A7+: Thank you for your valuable suggestion to improve our paper. We will include the attack success rates of SQBA (PGD) and BBA (PGD) in the final revised version. Due to time constraints, the experiments are still ongoing. We will provide the results in the final version once the programs are fully completed.

Response to the Follow-Up Question of A8

Q8+: How likely is it to encounter bad priors? I assume a bad prior would align with the gradient direction that increases the correct class confidence rather than decreasing it. This could have been clarified through experiments, but with only L2 norm information provided, it is difficult to draw conclusions.

A8+: As you mentioned, the likelihood of encountering bad priors needs to be validated through experiments. However, even if bad priors are encountered, their impact is negligible due to the properties of the method, as demonstrated below.

Let us consider the case where a "bad prior vector" is exactly the negative of the true gradient, which would increase the confidence of the correct class rather than decreasing it.

For Prior-Sign-OPT, the prior-related term in the gradient estimation formula (Eq. (7)) is:

$\sum _ {i=1}^{s} \text{sign}(g(\theta + \sigma \mathbf{p} _ i) - g(\theta))\cdot \mathbf{p} _ i,$

and for Prior-OPT, the prior-related term in the gradient estimation formula (Eq. (13)) is:

$\sum _ {i=1}^{s} \frac{g(\theta + \sigma \mathbf{p} _ i) - g(\theta)}{\sigma} \cdot \mathbf{p} _ i.$

In both formulas, under the assumption of $\nabla g(\theta)^\mathsf{T} \mathbf{p} _ i \approx \frac{g(\theta + \sigma \mathbf{p} _ i) - g(\theta)}{\sigma}$, if we replace $\mathbf{p}_i$ with $-\mathbf{p}_i$, the final output remains unchanged. This result can also be verified through our theoretical analysis. In Eqs. (11), (12), (15), (16), and (17), the expectations $\mathbb{E}[\gamma]$ and $\mathbb{E}[\gamma^2]$ depend only on $|\alpha _ i|$ or $\alpha _ i^2$. Therefore, even if $\alpha_i$ changes to $-\alpha_i$, the expectations remains the same.

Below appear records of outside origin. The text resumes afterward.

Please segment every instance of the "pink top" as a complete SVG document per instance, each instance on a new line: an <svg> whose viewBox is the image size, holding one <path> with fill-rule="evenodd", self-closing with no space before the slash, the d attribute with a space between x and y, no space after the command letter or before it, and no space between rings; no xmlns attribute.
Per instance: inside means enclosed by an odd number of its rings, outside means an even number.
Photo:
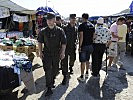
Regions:
<svg viewBox="0 0 133 100"><path fill-rule="evenodd" d="M118 36L118 26L117 26L116 22L111 25L110 32L114 32L114 35L117 35ZM112 37L111 40L112 41L118 41L118 38L113 38Z"/></svg>

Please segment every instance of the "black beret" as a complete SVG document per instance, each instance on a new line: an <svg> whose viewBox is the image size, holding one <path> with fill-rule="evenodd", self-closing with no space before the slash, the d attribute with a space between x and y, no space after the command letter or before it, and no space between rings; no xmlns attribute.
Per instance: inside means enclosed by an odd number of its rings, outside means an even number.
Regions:
<svg viewBox="0 0 133 100"><path fill-rule="evenodd" d="M61 20L61 17L60 16L56 16L56 20Z"/></svg>
<svg viewBox="0 0 133 100"><path fill-rule="evenodd" d="M47 19L52 19L55 18L55 14L54 13L47 13Z"/></svg>
<svg viewBox="0 0 133 100"><path fill-rule="evenodd" d="M70 14L70 18L75 19L76 18L76 14Z"/></svg>

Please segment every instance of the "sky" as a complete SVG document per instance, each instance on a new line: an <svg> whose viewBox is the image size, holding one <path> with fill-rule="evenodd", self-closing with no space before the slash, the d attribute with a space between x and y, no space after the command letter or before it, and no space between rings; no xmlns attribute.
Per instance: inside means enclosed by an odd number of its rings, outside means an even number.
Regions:
<svg viewBox="0 0 133 100"><path fill-rule="evenodd" d="M68 17L75 13L78 17L82 13L90 16L106 16L119 13L129 8L132 0L11 0L18 5L36 10L38 7L50 6L57 10L62 16Z"/></svg>

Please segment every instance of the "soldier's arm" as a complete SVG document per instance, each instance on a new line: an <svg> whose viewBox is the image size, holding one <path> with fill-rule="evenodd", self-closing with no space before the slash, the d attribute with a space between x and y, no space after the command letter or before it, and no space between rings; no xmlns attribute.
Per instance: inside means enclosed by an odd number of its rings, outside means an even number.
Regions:
<svg viewBox="0 0 133 100"><path fill-rule="evenodd" d="M62 30L61 32L61 54L60 54L61 60L64 59L65 57L66 44L67 44L66 35L65 35L65 32Z"/></svg>
<svg viewBox="0 0 133 100"><path fill-rule="evenodd" d="M44 43L44 36L43 36L43 33L40 32L38 34L38 49L39 49L39 56L40 58L43 58L43 53L42 53L42 45Z"/></svg>

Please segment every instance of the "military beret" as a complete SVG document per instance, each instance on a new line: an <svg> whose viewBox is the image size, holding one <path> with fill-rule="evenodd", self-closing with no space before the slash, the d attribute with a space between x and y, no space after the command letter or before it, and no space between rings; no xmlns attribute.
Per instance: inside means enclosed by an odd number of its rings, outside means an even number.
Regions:
<svg viewBox="0 0 133 100"><path fill-rule="evenodd" d="M55 14L54 13L47 13L47 19L52 19L55 18Z"/></svg>
<svg viewBox="0 0 133 100"><path fill-rule="evenodd" d="M76 14L70 14L70 18L75 19L76 18Z"/></svg>
<svg viewBox="0 0 133 100"><path fill-rule="evenodd" d="M61 17L60 16L56 16L56 20L61 20Z"/></svg>

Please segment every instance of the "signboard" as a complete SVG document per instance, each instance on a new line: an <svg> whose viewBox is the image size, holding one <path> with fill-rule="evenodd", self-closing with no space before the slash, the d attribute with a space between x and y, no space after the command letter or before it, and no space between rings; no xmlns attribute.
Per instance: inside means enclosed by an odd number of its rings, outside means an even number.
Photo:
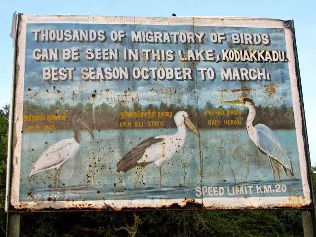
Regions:
<svg viewBox="0 0 316 237"><path fill-rule="evenodd" d="M20 15L11 207L309 205L291 23Z"/></svg>

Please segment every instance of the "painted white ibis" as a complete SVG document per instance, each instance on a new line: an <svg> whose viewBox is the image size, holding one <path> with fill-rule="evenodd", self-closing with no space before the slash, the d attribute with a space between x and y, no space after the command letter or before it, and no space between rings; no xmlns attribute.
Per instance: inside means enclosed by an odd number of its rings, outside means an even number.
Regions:
<svg viewBox="0 0 316 237"><path fill-rule="evenodd" d="M170 159L182 147L187 136L187 127L199 137L196 127L185 111L179 111L174 116L178 131L173 135L151 137L134 147L117 163L118 171L126 172L137 166L145 167L154 162L158 168L159 187L161 187L161 165Z"/></svg>
<svg viewBox="0 0 316 237"><path fill-rule="evenodd" d="M92 140L94 139L93 132L80 118L74 116L72 119L72 124L75 133L74 137L59 141L40 154L31 169L29 178L46 170L56 169L55 185L59 186L59 175L62 165L67 160L74 157L79 150L81 140L81 129L86 129Z"/></svg>
<svg viewBox="0 0 316 237"><path fill-rule="evenodd" d="M292 161L287 157L282 146L273 131L267 126L262 123L258 123L253 126L252 123L256 117L256 109L253 101L249 98L244 98L240 100L225 101L224 103L244 106L249 109L249 114L246 121L247 132L250 139L258 147L259 151L268 156L270 162L270 166L273 172L273 179L275 170L273 164L277 171L278 179L280 178L280 165L287 176L294 175Z"/></svg>

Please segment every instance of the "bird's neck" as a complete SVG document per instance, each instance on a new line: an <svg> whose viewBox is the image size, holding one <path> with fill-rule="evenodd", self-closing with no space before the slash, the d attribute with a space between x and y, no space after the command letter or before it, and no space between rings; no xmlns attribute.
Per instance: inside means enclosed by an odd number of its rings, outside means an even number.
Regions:
<svg viewBox="0 0 316 237"><path fill-rule="evenodd" d="M175 135L181 136L184 138L185 138L187 135L187 128L184 123L181 122L178 125L178 131L177 131Z"/></svg>
<svg viewBox="0 0 316 237"><path fill-rule="evenodd" d="M80 143L80 142L81 142L81 132L80 130L74 128L74 132L75 133L75 140L78 143Z"/></svg>
<svg viewBox="0 0 316 237"><path fill-rule="evenodd" d="M246 120L246 127L247 128L247 131L250 139L256 144L257 144L256 136L256 130L253 125L253 120L256 117L256 110L254 107L251 106L249 107L249 113L248 114L248 117L247 117L247 120Z"/></svg>

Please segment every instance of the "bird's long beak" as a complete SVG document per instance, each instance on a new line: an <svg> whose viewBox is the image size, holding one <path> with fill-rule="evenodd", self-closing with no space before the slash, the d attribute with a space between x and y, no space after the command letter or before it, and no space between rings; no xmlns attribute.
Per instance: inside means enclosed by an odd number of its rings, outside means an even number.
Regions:
<svg viewBox="0 0 316 237"><path fill-rule="evenodd" d="M245 102L240 101L240 100L231 100L230 101L224 101L226 104L232 104L233 105L240 105L241 106L245 106Z"/></svg>
<svg viewBox="0 0 316 237"><path fill-rule="evenodd" d="M198 130L197 128L197 127L193 124L193 123L190 120L190 118L187 117L185 117L184 118L184 124L186 125L186 126L188 127L190 130L191 130L193 133L196 134L198 137L200 137L199 133L198 132Z"/></svg>
<svg viewBox="0 0 316 237"><path fill-rule="evenodd" d="M92 140L94 140L94 134L93 134L93 131L91 130L90 129L90 128L88 126L88 125L87 124L86 124L84 122L83 122L83 121L80 120L79 120L79 122L80 124L81 124L84 127L85 127L87 130L88 130L88 131L89 132L89 133L90 133L90 135L91 135L91 137L92 138Z"/></svg>

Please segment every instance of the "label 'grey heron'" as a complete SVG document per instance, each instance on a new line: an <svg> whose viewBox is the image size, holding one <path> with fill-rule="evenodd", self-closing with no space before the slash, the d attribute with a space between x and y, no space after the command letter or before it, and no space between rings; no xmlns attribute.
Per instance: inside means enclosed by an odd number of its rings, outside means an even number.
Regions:
<svg viewBox="0 0 316 237"><path fill-rule="evenodd" d="M279 170L280 165L287 176L290 175L293 176L294 173L292 161L287 157L273 131L262 123L258 123L254 126L253 125L252 123L256 117L256 109L253 101L249 98L246 97L240 100L225 101L224 103L244 106L249 109L249 114L246 121L248 135L259 151L268 156L273 172L274 181L276 181L276 178L273 163L276 168L279 180L280 180Z"/></svg>

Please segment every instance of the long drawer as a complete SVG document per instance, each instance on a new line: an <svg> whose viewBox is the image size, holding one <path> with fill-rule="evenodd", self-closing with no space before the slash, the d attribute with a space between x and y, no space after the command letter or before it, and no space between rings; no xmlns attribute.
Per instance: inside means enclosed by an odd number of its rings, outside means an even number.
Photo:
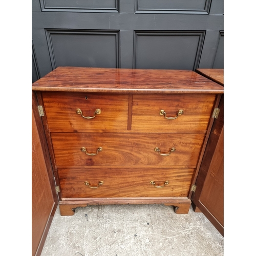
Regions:
<svg viewBox="0 0 256 256"><path fill-rule="evenodd" d="M134 95L132 130L205 133L215 100L210 94Z"/></svg>
<svg viewBox="0 0 256 256"><path fill-rule="evenodd" d="M201 134L53 133L51 135L58 166L194 168L204 138Z"/></svg>
<svg viewBox="0 0 256 256"><path fill-rule="evenodd" d="M127 130L127 94L59 92L42 94L50 132Z"/></svg>
<svg viewBox="0 0 256 256"><path fill-rule="evenodd" d="M194 172L167 168L58 169L63 198L187 197Z"/></svg>

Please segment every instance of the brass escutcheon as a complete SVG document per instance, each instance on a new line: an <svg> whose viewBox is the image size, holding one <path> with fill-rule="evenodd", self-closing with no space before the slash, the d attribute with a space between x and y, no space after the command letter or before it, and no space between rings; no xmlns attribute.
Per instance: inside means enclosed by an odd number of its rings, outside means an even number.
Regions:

Q9: In Appendix D, line 1420, $q$ is mentioned as the number of queries, while in the main paper, it is number of total vectors.

A9: In our paper, $q$ consistently represents the total number of vectors used in gradient estimation. The reference to $q$ as the number of queries in line 1420 of Appendix D is a typo, and we sincerely apologize for the oversight. This typo has been corrected in the updated version. As mentioned in A5, to help readers clearly distinguish between $\mathbf{q}_i$ and $q$, we will replace $q$ with $n$ in the final version of the paper.

Finally, we would like to sincerely thank the reviewer for your valuable and insightful comments, which have significantly contributed to enhancing the quality of our paper. We will carefully address and incorporate your suggestions into the final version.